Indigo Bunting singing at the Smith Richardson Preserve. Photo by Patrick Comins.

June 9, 2020

Indigo Bunting

Passerina cyanea

Edited from a version published in 2014.

Is the strikingly-plumaged Indigo Bunting up to the popularity challenge posed by the brilliant orange of the Baltimore Oriole or the brilliance of the Scarlet Tanager, both long-time favorites?

by Andy Rzeznikiewicz, Sanctuary Manager, Northeast Connecticut
Male Indigo Buntings are a brilliant deep blue in spring and summer. Females and young birds are a chocolate brown.

In fall during migration the males molt into the brown color but the oldest males will still retain a few blue feathers. Indigo Buntings are a little over five inches long, or similar in size to a goldfinch.


You can find them throughout the state, along the edges of fields, power line rights-of-way, early successional habitats, and weedy fields. Indigo Buntings will visit bird feeders in May during the spring migration and usually switch over to natural foods by June. Their preferred food is insects and seeds.


Indigo Buntings are possible at any of the Connecticut Audubon Society sanctuaries, or other natural areas, that have brushy meadows and brushy field edges.

An Indigo Bunting in October. Photo by Stefan Martin.

The Pomfret sanctuary has many nesting pairs around the edges of our fields. The males call from the tops of the tallest tree or bush along the hedgerows and fields. The hedgerow at the parking lot and the trail behind the nature center always have at least one singing male.

At the Trail Wood sanctuary check the scattered trees in the Starfield meadow. In September and October the Sunflower field at the Pomfret sanctuary usually has a couple dozen Indigo Buntings feeding in it. Remember they are mostly brown by then.

You can also look for Indigo Buntings at our Pratt Sanctuary in New Milford, H. Smith Richardson Sanctuary in Westport, and Banks South Farm Sanctuary in Fairfield.
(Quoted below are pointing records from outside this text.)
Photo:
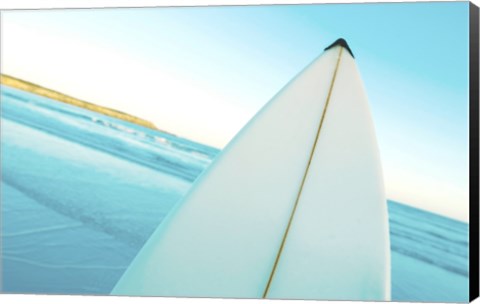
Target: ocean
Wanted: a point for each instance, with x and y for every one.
(81, 192)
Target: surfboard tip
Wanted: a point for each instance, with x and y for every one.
(341, 42)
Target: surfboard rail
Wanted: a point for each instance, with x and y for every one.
(294, 207)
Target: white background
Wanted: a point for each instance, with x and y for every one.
(16, 4)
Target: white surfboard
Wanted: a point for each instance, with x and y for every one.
(294, 207)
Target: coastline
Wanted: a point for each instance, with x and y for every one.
(45, 92)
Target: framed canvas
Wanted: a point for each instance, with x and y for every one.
(294, 151)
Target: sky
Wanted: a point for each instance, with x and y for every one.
(203, 72)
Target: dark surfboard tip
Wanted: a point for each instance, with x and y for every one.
(341, 42)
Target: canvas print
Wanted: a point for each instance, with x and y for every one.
(276, 151)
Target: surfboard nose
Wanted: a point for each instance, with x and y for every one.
(340, 42)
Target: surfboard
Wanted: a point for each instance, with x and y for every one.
(294, 206)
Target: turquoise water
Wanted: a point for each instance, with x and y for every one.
(81, 193)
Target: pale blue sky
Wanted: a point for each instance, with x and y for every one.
(203, 72)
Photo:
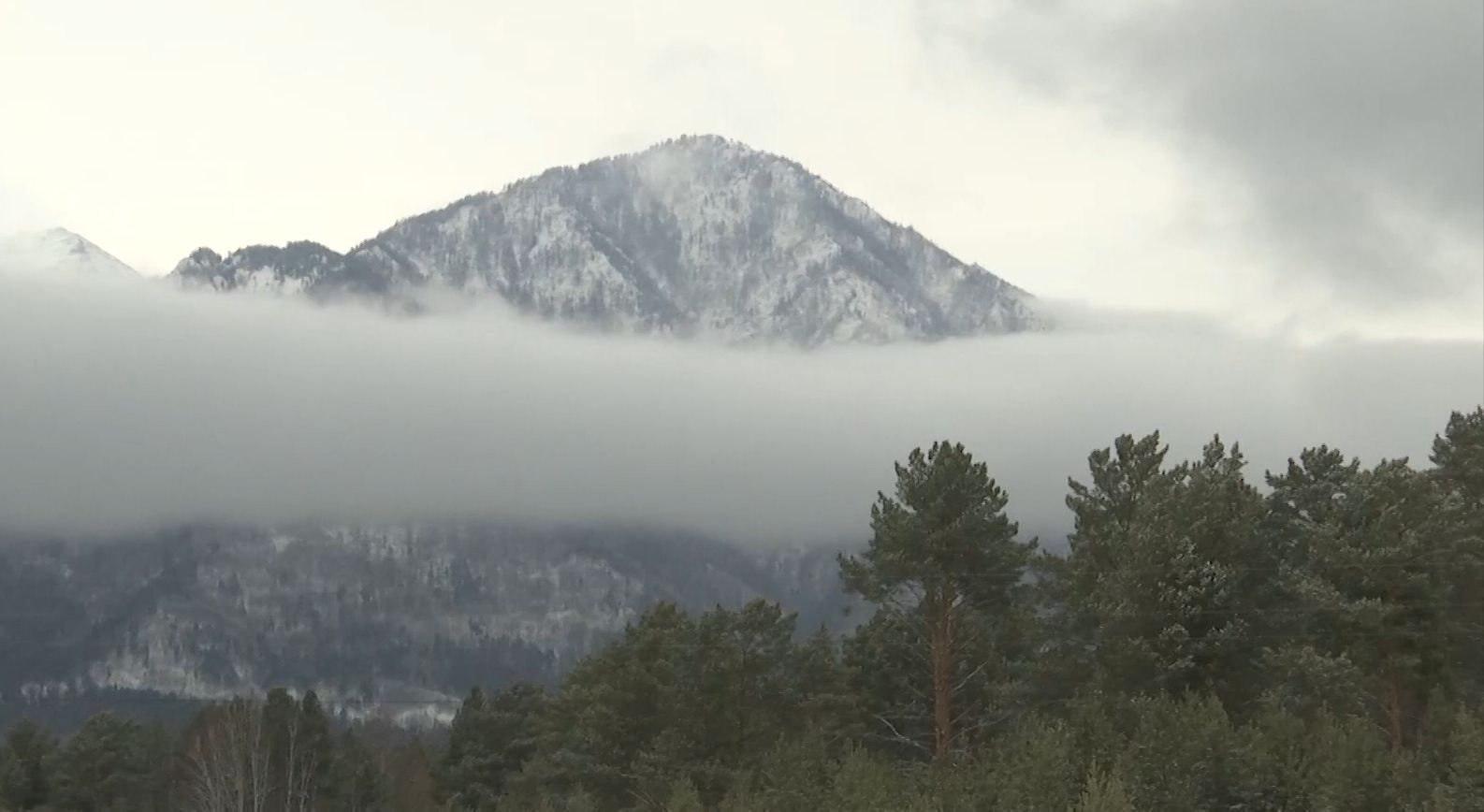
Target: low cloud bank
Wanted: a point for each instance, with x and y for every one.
(125, 406)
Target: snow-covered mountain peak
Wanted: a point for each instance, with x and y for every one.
(58, 250)
(693, 237)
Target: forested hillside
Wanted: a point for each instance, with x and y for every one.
(1205, 643)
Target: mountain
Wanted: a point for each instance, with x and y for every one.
(55, 250)
(695, 237)
(392, 616)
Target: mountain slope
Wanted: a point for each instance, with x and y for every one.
(695, 237)
(55, 250)
(361, 614)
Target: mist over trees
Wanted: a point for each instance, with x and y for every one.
(1202, 645)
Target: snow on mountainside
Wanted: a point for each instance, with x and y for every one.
(695, 237)
(361, 614)
(55, 250)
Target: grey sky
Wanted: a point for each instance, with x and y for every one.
(128, 404)
(1352, 129)
(1309, 168)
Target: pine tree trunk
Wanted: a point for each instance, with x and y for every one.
(1392, 700)
(941, 673)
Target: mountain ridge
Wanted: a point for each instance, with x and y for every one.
(691, 237)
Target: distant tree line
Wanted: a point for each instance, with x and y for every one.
(1202, 645)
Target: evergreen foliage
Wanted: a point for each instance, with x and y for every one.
(1200, 646)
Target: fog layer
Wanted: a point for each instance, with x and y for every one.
(126, 406)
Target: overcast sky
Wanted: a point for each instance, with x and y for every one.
(1308, 168)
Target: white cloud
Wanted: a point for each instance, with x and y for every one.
(132, 404)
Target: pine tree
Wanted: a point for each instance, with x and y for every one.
(25, 766)
(1165, 587)
(941, 553)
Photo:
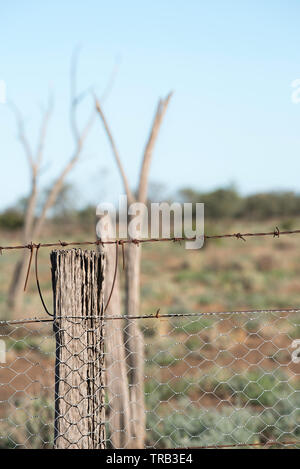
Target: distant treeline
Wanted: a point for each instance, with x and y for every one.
(228, 203)
(219, 204)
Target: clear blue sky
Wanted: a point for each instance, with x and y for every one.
(230, 64)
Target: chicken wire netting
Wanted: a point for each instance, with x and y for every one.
(208, 380)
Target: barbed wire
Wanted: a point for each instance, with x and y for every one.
(156, 315)
(276, 233)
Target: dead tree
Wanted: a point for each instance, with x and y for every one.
(33, 225)
(134, 348)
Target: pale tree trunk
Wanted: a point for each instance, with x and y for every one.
(115, 358)
(134, 337)
(135, 346)
(77, 278)
(33, 226)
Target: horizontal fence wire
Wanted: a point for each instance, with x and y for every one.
(157, 315)
(276, 233)
(216, 381)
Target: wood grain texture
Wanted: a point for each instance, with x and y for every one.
(77, 278)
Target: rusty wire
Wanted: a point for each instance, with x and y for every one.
(156, 315)
(276, 233)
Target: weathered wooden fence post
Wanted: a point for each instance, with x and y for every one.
(77, 279)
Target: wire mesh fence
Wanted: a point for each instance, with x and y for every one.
(208, 381)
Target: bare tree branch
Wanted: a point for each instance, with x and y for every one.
(128, 191)
(43, 131)
(144, 174)
(21, 134)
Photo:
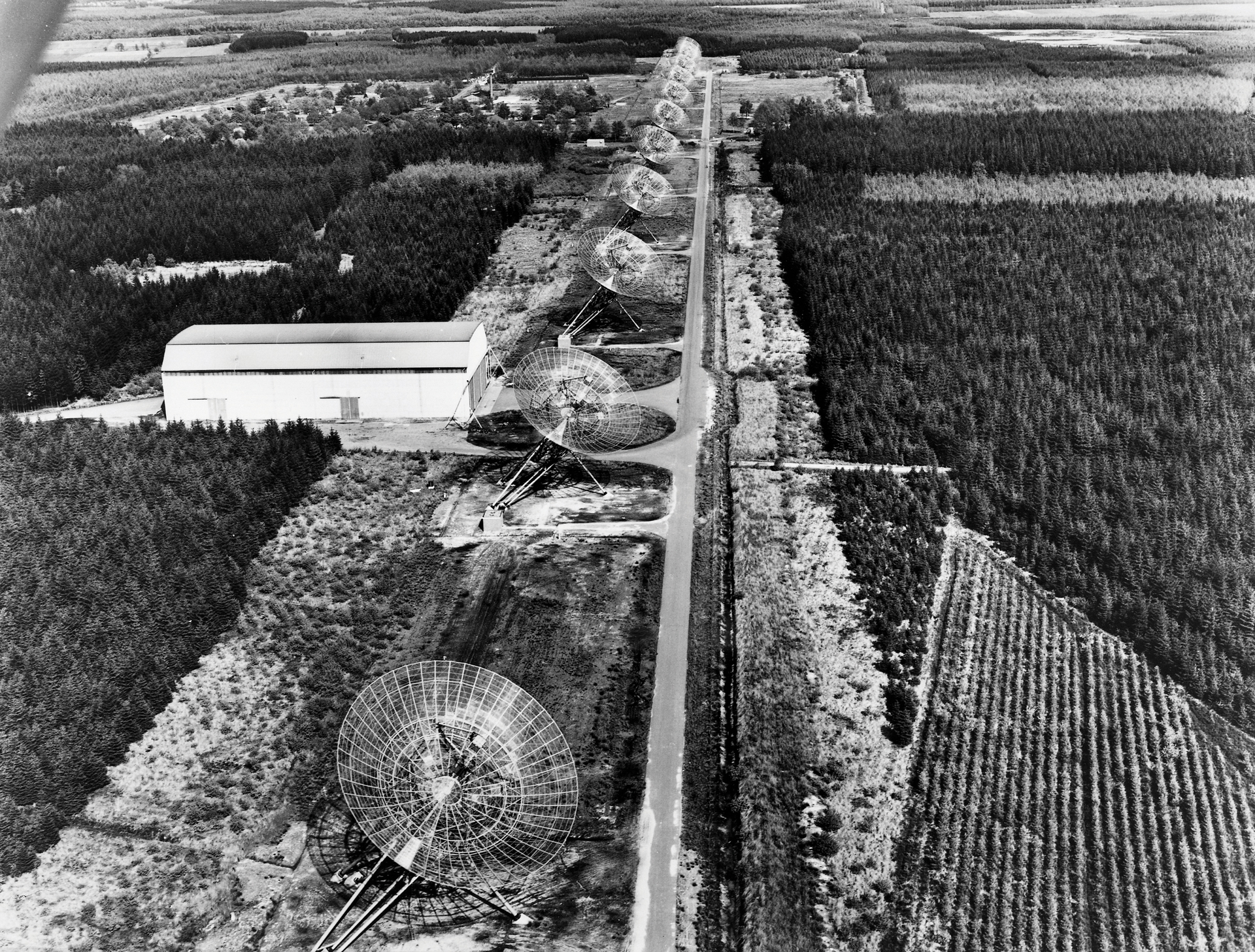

Many early successional bird species, including Common Yellowthroats, Blue-winged Warblers, and Eastern Towhees, are found in the same habitat. Connecticut Audubon is creating and managing the early successional habitat that these birds need in Pomfret, and at the Chaney Preserve in Montville, the Smith Richardson Preserve in Westport, the Croft Preserve in Goshen, and elsewhere.

 

Photo by Kevin Bolt.

Conservation status: The IUCN lists Indigo Bunting as being of least concern but Indigo Bunting numbers in Connecticut are down because of the loss of early-successional, scrub-shrub habitat the bird requires.